Learning from humans is important. Humans can teach robots in many ways, including showing demonstrations, and engineering skills (behavior programs) and dynamical models. These are many resources of such knowledge for humans; some of them are not well-structured for computers, and sometimes there are no annotations. For example many skills are written in Wikihow and Allrecipes (cooking recipes). Many skills can be watched on YouTube (e.g. making pizza demo). Much of symbol-level and qualitative dynamics are also available including chemical dynamics. For example some pars of fishes have poison (e.g. balloon fishes). Such knowledge must be modeled beforehand (and robots should not learn it from practice), and robots need to reason about behaviors with considering such knowledge.
Dexterous robot hands to be capable of above basic skills are necessary. Robotic tools (tools designed for robot hands) is another approach to increase the capability of robot hands. Human tools are designed to increase human hands. Making robot hands that can use tools for humans is useful, but redesigning tools for robot hands is also a possible approach. For example in the cutting experiments with the Baxter robot (cf. Fig: Grasping poses of knife), we created a cubic plastic cover for the knife so the gripper can tightly hold the knife.
Sensing devices including tactile should be upgraded. As well as general-purpose sensors (e.g. cameras located on a robot head), using special-purpose sensors (e.g. cameras on gripper for manipulation) helps to make robust perception. Making a unified sensor of salinity, sugar content (brix), acidity, and so on like a human tongue is useful in robot cooking for "tasting". We developed an optical sensing skin for robot fingers that measures contact information (force fields) and proximity vision, and tested the sensor in cutting food with a Baxter robot. We found there are at least two useful cases: (1) We implemented the autonomous cutting behavior based on the force estimates which told the robot a reasonable timing to stop cutting when the knife reaches the cutting board. (2) The proximity vision during manipulation makes it easier to detect slip of the knife during cutting.

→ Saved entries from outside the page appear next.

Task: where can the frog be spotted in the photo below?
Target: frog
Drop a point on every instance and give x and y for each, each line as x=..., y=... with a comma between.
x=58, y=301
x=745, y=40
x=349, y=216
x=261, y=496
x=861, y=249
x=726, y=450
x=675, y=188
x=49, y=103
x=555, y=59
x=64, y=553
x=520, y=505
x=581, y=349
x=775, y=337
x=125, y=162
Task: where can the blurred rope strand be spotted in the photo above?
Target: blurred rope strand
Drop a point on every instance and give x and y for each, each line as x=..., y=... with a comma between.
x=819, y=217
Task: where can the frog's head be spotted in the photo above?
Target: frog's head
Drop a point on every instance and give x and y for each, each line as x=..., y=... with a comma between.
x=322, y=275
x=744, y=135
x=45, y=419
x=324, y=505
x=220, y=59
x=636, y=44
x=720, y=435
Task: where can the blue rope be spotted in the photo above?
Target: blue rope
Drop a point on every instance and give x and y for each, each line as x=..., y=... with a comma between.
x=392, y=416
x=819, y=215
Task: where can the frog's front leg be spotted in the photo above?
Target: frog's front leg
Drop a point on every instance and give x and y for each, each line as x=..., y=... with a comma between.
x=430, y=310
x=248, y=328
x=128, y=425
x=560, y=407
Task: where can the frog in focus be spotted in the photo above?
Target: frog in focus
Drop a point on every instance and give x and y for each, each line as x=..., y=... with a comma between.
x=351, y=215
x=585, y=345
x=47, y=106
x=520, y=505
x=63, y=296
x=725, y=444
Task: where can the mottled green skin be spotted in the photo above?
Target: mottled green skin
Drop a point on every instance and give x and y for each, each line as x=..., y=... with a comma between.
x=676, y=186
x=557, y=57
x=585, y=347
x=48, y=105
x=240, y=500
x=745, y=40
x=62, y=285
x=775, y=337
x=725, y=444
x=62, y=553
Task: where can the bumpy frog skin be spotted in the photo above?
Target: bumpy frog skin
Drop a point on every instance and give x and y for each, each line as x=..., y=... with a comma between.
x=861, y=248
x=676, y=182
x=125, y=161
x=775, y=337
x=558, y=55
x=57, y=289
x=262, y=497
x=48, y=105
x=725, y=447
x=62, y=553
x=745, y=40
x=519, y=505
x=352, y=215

Robust perceptions to understand what are caused by robot actions. There are not many work of computer vision for robot cooking purposes. For example as there is no good computer vision technique for liquid flow detection and tracking, we developed a stereo vision for tracking liquid flows as a 3D point cloud. As far as we know, there is no good computer vision method to estimate amount of liquids or materials poured into containers or surfaces like pizza dough.